Hazard pointers

Posted Sep 13, 2024 19:59 UTC (Fri) by pbonzini (subscriber, #60935)
Parent article: The RCU API, 2024 edition

What is the intended use case for hazard pointers? Do you envision them used by "normal" code just like RCU, or only under special circumstances?

Hazard pointers

Posted Sep 14, 2024 13:28 UTC (Sat) by PaulMcKenney (✭ supporter ✭, #9624) [Link] (6 responses)

The thing that made it clear that hazard pointers are needed was the recent reworking of reference-count acquisition to better handle high contention for a case in which a reference needed to be acquired within an RCU read-side critical section.
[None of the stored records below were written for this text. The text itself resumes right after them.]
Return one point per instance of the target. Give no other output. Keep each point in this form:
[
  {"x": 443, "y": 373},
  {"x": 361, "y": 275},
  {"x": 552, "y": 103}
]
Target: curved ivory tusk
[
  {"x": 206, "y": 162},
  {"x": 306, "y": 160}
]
Of course, we have other ways of dealing with this, for example per-CPU refcounts. Which work very well and thus see a lot of use. But in this case, their per-object memory overhead was too much for traffic to bear. A similar effect may often be achieved using SRCU, but only when it is OK for long readers to block updates. All in all, we have taken RCU quite a bit farther than I would have guessed possible 25 years ago, but we are starting to find areas where more is needed.

Hazard pointers is a good match for this situation. A reference may be acquired without contention, and no per-object storage is required.
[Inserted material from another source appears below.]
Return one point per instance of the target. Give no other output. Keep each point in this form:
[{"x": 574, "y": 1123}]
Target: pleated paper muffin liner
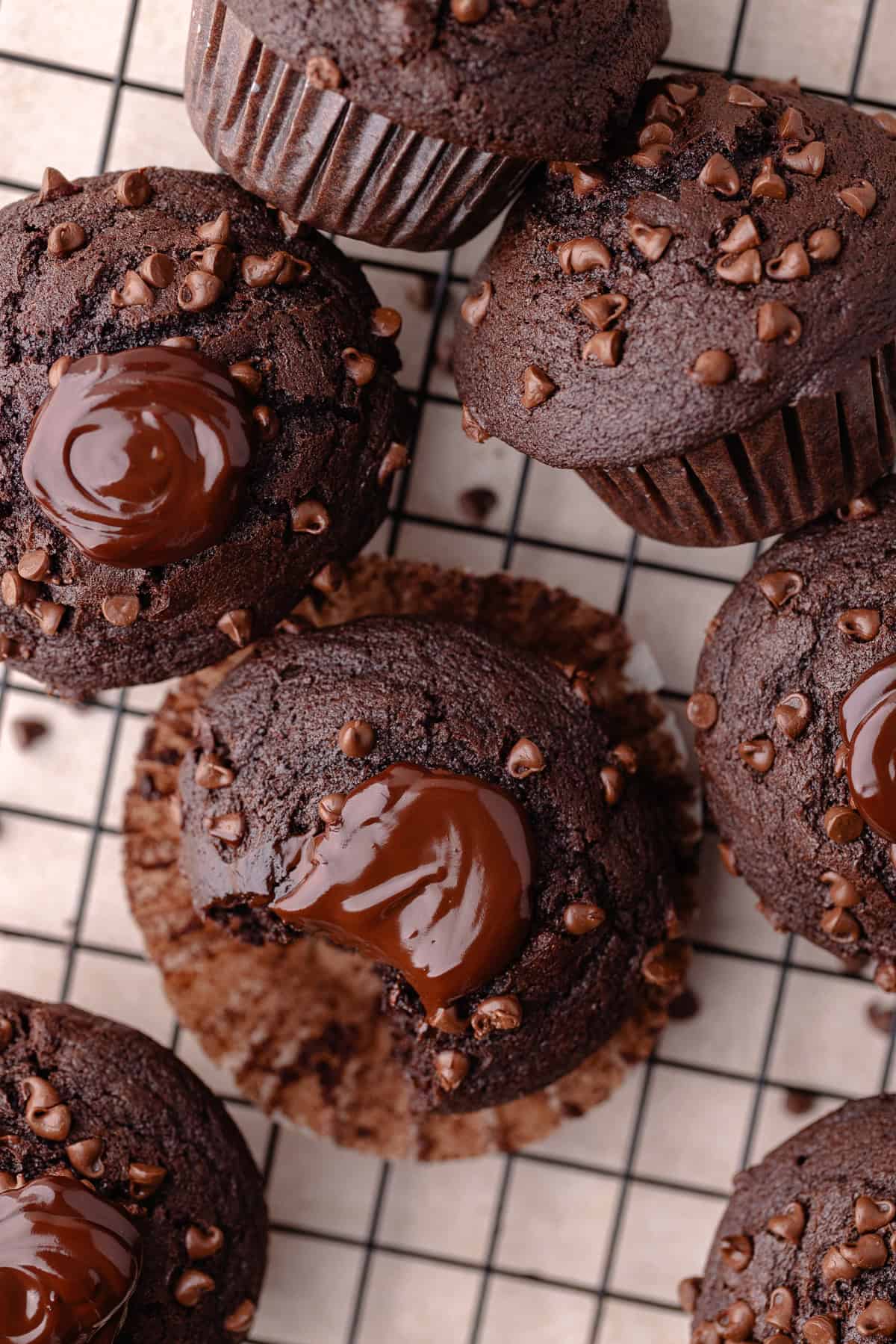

To be sure, hazard pointers is limited in its own way: (1) Heavy barriers are needed for acquiring a reference, or, alternatively, IPIs or RCU readers. (2) Unlike RCU, hazard pointers can say "no" to a reference acquisition. But that was already the case in the aforementioned situation. (3) Like RCU, hazard pointers involves deferred reclamation, but is often more able to do emergency reclamations. (4) Hazard pointers is new code and will require some work to stabilize, just like RCU did, and sometimes still does.

So, I expect hazard pointers to initially be used only under special circumstances. Longer term, who knows?

Hazard pointers

Posted Oct 1, 2024 19:48 UTC (Tue) by jseigh (guest, #173778) [Link] (5 responses)

The implementation of an asymmetric memory barrier for hazard pointers, as well as other things, is going to have a vcpu preemption problem also.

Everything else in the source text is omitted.